Não basta ter técnica para vingar numa cena, a da folk galega, onde a concorrência é cada vez mais forte e o nível de exigência se aproxima já do da Irlanda. Cristina Pato sabe tocar gaita-de-foles, é um facto, mas quem decidiu lançá-la às feras aos 18 anos de idade e com um gosto musical ainda longe de estar formado, decidiu mal. “Tolemia” é um apanhado de géneros musicais com um magote de convidados (entre os quais Carlos Castro, dos Fia na Roca, e Paço Juncal, ex-Berrogüetto) que serve de pretexto para apresentar a gaiteira e vocalista Pato como uma estrela. Que Cristina ainda não é mas poderá ser. Folk rock sinfónico, celtismos vários adocicados e digeridos para consumo imediato, os convenientes cruzamentos com o flamenco e a música árabe não convencem e quase conseguem fazer esquecer o facto de Pato ser uma executante com uma margem enorme de progressão. Umas “Muiñeiras” servidas com bateria rock mostram virtuosismo gaiteiro e uma simplicidade que Pato poderia e deveria ter explorado mais antes de se aventurar por caminhos que, por agora, ainda não domina. E será pedir demais a Cristina para deixar de cantar melodias folk pimba? É que assim não consegue, sequer, fazer sombra à sua compatriota Susana Seivane. (Fonofolk, distri. Distrimusic, 6).
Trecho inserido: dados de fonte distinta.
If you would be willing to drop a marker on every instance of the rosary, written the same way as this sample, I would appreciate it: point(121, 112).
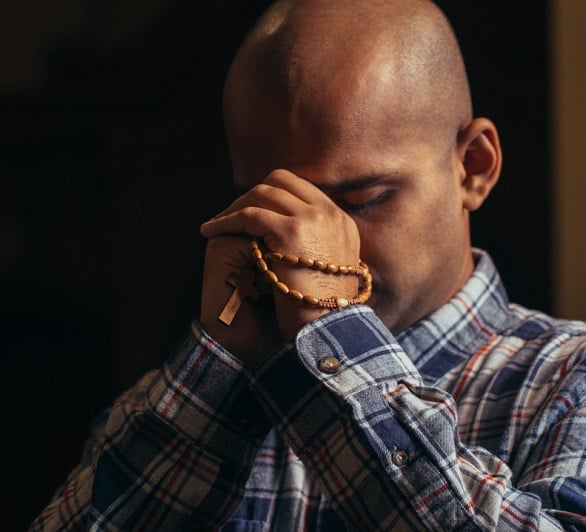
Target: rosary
point(246, 284)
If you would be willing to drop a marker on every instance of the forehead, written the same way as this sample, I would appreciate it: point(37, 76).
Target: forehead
point(346, 125)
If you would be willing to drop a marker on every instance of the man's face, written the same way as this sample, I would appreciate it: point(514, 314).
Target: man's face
point(399, 184)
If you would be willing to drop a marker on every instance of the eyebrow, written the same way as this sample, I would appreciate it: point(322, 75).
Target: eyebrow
point(348, 185)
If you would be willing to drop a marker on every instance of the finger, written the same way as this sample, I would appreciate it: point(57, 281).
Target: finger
point(296, 185)
point(267, 196)
point(253, 221)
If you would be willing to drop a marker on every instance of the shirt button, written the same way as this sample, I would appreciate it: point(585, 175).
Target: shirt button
point(254, 426)
point(399, 458)
point(328, 365)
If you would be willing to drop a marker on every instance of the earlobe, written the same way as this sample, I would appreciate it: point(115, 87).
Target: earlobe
point(481, 158)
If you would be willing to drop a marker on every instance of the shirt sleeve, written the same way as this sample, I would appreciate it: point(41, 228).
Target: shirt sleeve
point(173, 453)
point(385, 448)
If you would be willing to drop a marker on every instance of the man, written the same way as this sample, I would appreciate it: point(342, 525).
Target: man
point(291, 405)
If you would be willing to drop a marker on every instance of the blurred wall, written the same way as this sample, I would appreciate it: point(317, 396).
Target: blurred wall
point(569, 156)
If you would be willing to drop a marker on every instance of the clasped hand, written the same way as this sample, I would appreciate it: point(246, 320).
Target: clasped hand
point(285, 213)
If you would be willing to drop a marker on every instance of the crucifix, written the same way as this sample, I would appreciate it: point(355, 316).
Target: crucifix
point(243, 287)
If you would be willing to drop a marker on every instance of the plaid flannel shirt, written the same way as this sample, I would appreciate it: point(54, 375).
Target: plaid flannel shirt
point(472, 419)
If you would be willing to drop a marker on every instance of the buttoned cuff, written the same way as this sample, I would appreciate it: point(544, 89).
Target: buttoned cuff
point(341, 366)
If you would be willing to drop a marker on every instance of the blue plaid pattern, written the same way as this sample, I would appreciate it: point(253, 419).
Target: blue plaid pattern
point(472, 419)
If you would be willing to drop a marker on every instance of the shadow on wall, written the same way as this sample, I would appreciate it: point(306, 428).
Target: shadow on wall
point(103, 166)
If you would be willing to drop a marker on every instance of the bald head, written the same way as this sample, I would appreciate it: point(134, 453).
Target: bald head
point(317, 63)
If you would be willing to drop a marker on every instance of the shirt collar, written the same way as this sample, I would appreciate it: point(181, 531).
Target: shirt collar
point(461, 326)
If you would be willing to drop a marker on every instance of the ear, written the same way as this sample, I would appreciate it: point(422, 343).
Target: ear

Deixemos a Pato à mercê dos caçadores e passemos a outras Muxicas. Com “Naturalmente”, sétimo álbum desta banda galega agora já sem a gaiteira e construtora Maria Xosé López, os Muxicas continuam a desenvolver um trabalho cuja consistência e seriedade constituem um caso raro de persistência e integridade no panorama da folk na Galiza. É um a música viva e vibrante, em contacto íntimo com a Natureza e com os homens, de uma jovialidade que a cada tema se renova. Pássaros, flautas, sanfonas, gaitas-de-foles e bombos dançam uma ronda da Primavera com uma força, uma alegria e uma luz que não saboreávamos desde o inesquecível “Cant e Musica de Provenca” dos Mont-Jóia. “Naturalmente” possui o fascínio das cores, dos sabores e dos gestos naturais. A dança eterna dos seres, dos sentimentos e das forças que os animam. Um álbum que nos reconcilia com a vida. (Punteiro, distri. MC – Mundo da Canção, 8)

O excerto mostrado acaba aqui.